Yeah, the oldies were goodies this year at Banff. But some of the goodies were young. Last year the Voices of Adventure colloquy featured Edurne Pasaban, the first woman to climb the fourteen highest peaks in the world. This year the Friday night speaker was Gerlinde Kaltenbrunner, who last summer became the first woman to climb all fourteen without bottled oxygen. (Pasaban had climbed her first, Everest, with supplemental oxygen in 2001, all the others without.) Both women had become superstars in their native countries (Spain and Austria), and each was selected by the National Geographic Society as its Adventurer of the Year.

For Outside magazine in 1982, I had interviewed Reinhold Messner in Munich, as he was closing in on becoming the first man to climb the fourteen 8,000-meter peaks. In my single hour in his apartment, I realized I was in the presence ("glare" would be a better word) of one of the most titanic egos I had ever met.

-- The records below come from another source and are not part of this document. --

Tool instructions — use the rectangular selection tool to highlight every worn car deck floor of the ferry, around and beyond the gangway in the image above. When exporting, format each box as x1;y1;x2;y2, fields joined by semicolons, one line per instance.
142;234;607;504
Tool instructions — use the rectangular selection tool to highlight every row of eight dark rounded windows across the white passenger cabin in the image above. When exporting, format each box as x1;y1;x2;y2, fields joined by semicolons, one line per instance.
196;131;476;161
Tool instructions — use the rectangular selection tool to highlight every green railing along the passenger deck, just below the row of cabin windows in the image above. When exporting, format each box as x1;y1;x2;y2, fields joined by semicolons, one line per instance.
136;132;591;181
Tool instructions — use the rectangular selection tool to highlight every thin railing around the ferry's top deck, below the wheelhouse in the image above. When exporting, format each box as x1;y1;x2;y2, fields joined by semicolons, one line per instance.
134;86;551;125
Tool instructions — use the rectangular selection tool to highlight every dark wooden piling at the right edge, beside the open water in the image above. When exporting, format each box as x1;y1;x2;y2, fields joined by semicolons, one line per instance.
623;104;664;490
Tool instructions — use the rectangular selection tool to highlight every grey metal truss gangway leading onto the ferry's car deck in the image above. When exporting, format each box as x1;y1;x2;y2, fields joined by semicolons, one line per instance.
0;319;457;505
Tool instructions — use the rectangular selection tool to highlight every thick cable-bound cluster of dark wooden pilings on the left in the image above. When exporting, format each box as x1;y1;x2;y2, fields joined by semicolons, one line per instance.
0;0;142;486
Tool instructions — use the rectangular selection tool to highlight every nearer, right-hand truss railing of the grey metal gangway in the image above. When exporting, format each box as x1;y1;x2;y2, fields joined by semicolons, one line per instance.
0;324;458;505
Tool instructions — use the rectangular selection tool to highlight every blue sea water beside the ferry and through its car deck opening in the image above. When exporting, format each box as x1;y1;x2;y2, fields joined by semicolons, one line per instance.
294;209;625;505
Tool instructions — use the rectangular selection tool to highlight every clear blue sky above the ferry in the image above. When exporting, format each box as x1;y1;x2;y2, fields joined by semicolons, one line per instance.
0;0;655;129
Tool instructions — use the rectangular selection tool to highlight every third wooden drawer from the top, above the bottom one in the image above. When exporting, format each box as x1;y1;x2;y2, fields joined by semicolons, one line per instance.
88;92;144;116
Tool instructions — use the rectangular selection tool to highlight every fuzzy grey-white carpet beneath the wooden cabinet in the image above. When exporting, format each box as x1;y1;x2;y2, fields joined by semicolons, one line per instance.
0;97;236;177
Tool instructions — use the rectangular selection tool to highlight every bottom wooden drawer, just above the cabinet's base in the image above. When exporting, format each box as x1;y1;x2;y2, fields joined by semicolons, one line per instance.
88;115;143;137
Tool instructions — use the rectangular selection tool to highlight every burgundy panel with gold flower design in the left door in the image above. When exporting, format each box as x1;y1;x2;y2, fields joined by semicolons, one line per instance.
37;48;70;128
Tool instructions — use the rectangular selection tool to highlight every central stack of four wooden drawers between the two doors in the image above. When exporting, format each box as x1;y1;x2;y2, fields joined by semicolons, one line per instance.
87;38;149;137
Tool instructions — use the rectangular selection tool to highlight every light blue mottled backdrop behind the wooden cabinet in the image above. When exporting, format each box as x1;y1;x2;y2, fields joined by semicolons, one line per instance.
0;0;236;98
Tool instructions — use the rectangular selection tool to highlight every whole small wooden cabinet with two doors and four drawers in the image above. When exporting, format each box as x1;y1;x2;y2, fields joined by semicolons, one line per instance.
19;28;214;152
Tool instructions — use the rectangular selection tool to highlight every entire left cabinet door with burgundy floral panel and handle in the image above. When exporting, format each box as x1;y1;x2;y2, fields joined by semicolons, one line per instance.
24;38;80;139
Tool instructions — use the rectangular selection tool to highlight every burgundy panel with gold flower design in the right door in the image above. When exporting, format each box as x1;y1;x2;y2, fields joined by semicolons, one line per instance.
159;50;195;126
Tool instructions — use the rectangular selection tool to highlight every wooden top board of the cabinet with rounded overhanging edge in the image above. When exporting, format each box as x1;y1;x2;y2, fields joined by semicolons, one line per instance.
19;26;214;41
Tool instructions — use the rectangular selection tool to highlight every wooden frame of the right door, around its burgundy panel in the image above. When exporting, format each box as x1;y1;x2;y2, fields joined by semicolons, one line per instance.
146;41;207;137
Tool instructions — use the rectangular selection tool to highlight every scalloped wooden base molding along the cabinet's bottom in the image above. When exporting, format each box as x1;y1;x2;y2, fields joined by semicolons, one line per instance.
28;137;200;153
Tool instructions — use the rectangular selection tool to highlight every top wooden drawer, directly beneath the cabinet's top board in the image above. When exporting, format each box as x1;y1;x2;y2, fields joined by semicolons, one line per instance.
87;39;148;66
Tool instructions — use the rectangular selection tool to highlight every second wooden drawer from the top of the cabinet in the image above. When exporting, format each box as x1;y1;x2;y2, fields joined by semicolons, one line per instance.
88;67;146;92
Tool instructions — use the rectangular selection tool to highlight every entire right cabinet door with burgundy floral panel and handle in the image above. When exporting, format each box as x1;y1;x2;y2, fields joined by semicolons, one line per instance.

And though Messner dismissed his race with the brilliant Polish climber Jerzy Kukuczka to reach the finish line first as "a media invention," there was no ignoring the bitterness of that rivalry.

It was at Banff that I first met both Pasaban and Kaltenbrunner. I subsequently profiled Edurne for Rock and Ice, and right now I'm trying to help them both get their memoirs published in the U.S. They could hardly possess more different personalities. Pasaban is vehement, emotional, driven and prone to deep depressions. Kaltenbrunner seems so polite, sunny, and even-keeled, it's hard to picture her fighting her way up the north side of K2 in storms that defeated most of her teammates, as she did on Friday night, wowing the audience.

Face-to-face with each superwoman, I tried to get them to confess to a rivalry akin to the Messner-Kukuczka war, but it just wasn't there. Each testified so ingenuously to her deep friendship with and encouragement of the other that I finally had to squelch my cynicism. As proof, both recounted how they had climbed to the top of Broad Peak arm-in-arm in 2007, embracing on the summit. 

At the end of the Friday show, in an onstage Q&A, Bernadette MacDonald posed her last query: "What would you say to young girls?"

Kaltenbrunner beamed as she gazed over the audience. "Find your own passion," she exhorted. "Feel enthusiasm for what you're doing."

It wasn't quite as epiphanic a statement as Colin Thubron's insight about Kailas, ascent and death, but I do believe that near me in the audience, young girls were swooning. At Banff, there's nothing wrong with a feel-good ending.